Las células inmunes nos mantienen vivos al acceder a cualquier tejido infectado y eliminar los microorganismos, pero, al mismo tiempo, pueden generar un efecto ‘colateral’, que se manifiesta desde enfermedades autoinmunes a daños asociados con infartos cardiacos o cerebrales. Ahora, un trabajo publicado en Journal of Experimental Medicine por el grupo de Andrés Hidalgo, del Centro Nacional de Investigaciones Cardiovasculares (CNIC), muestra que el sistema inmune no solo tiene esta función de defensa y puede dañar los tejidos infectados, sino que, además, es importante para el funcionamiento diario de un organismo sano. Los investigadores han visto que los neutrófilos, un tipo de célula del sistema inmune, son igualmente importantes para que funcionen los tejidos sanos.

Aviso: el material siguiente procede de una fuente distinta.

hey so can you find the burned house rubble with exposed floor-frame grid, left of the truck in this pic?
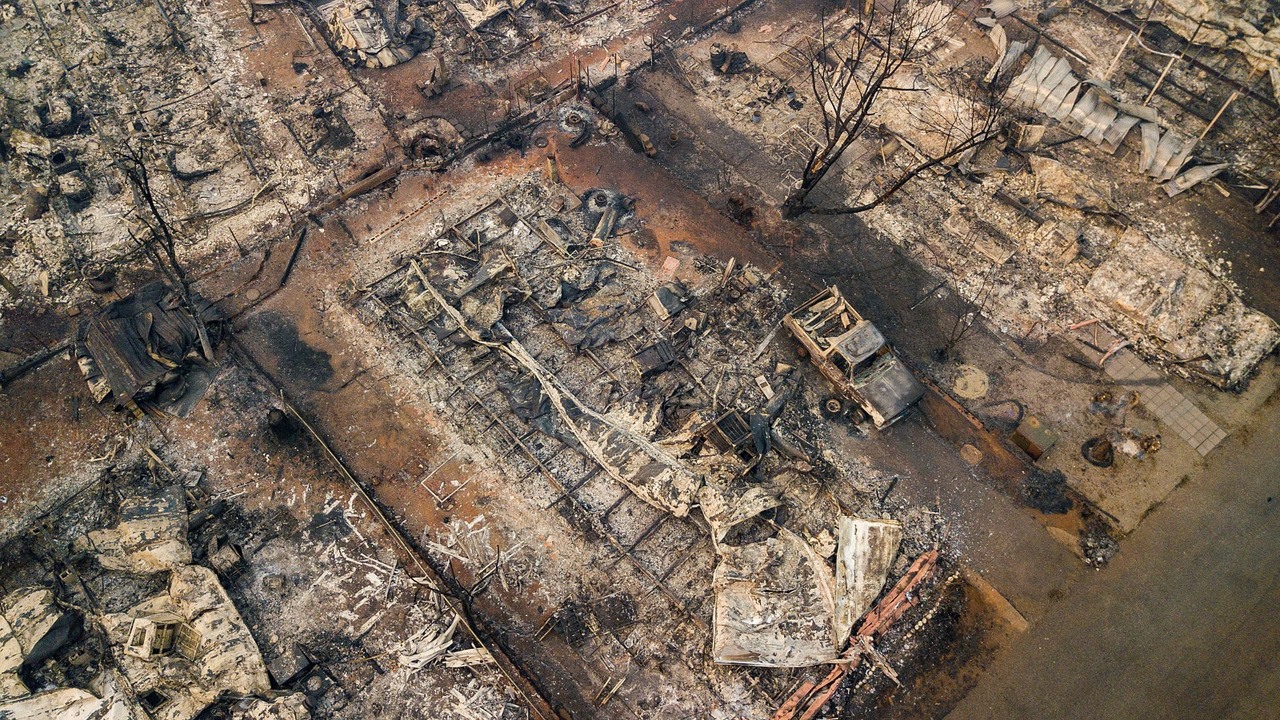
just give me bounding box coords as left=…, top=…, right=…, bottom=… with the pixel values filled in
left=360, top=165, right=943, bottom=712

La vida es una continua batalla entre organismos. Los microbios intentan acceder a organismos grandes y ricos en nutrientes mientras que estos últimos, entre los que nos encontramos los seres humanos, han desarrollado un sistema inmune para protegerse de estas posibles infecciones. El sistema inmune deber ser por tanto altamente tóxico para ser eficiente, pero esto conlleva el riesgo de dañar células del propio organismo, explica Hidalgo. “El daño colateral se puede traducir en la aparición de enfermedades autoinmunes hasta lesiones asociadas con infartos cardiacos o cerebrales. Esta espada de doble filo que representa el sistema inmune implica que los tejidos sanos no deberían ser invadidos por células inmunes para así evitar daños innecesarios”, señala María Casanova-Acebes.

Funciones no inmunes

En este estudio un estudio se descubre que uno de los principales tipos de células inmunes, los neutrófilos, no solo entran en los tejidos sanos si no que pueden ejercer todo un rango de funciones no relacionadas con la inmunidad.

Usando técnicas de imagen y análisis de alta resolución del sistema inmune de ratones, los investigadores del CNIC han descubierto que prácticamente todos los tejidos del organismo están infiltrados por neutrófilos, sobre todo por la noche, el periodo en el que estos animales son más activos.

Los pulmones, el hígado, el bazo o la médila ósea están repletos de neutrófilos, al contrario que el cerebro

La investigación ha visto que ciertos tejidos altamente sensibles a cualquier tipo de daño, como el cerebro, están habitualmente ‘limpios’ de estas células inmunes, mientras que otros, como los pulmones, el hígado, el bazo o la médula ósea, están llenos de neutrófilos.

Prevención de metástasis tumoral

Estas células, tal y como se explica en el trabajo, desempeñan distintas funciones en varios de estos tejidos, como el intestino o los pulmones. Así, comenta José Ángel Nicolás, “un hallazgo importante de nuestro trabajo es que mientras en algunos tejidos la acción de los neutrófilos es beneficiosa, ya que mantiene la función de células madres de la sangre, en otros pueden tener una función potencialmente peligrosa. Por ejemplo, en los pulmones, la presencia de neutrófilos es importante para prevenir la diseminación de metástasis tumorales a este tejido”.

Neutrófilos.

Neutrófilos.

El estudio, que es el resultado de más de cinco años de investigación y colaboraciones con laboratorios de Europa, Asia y EE.UU., es importante porque revela que el sistema inmune no solo tiene función de defensa y puede dañar tejidos, sino que además es importante para el funcionamiento diario de un organismo sano.

Los sistemas biológicos, al parecer, están llenos de contradicciones y paradojas, comenta Hidalgo. “Entender las sutilezas del sistema inmune será fundamental, no sólo para tratar enfermedades, sino también para preservar la salud antes de que éstas aparezcan”, concluye.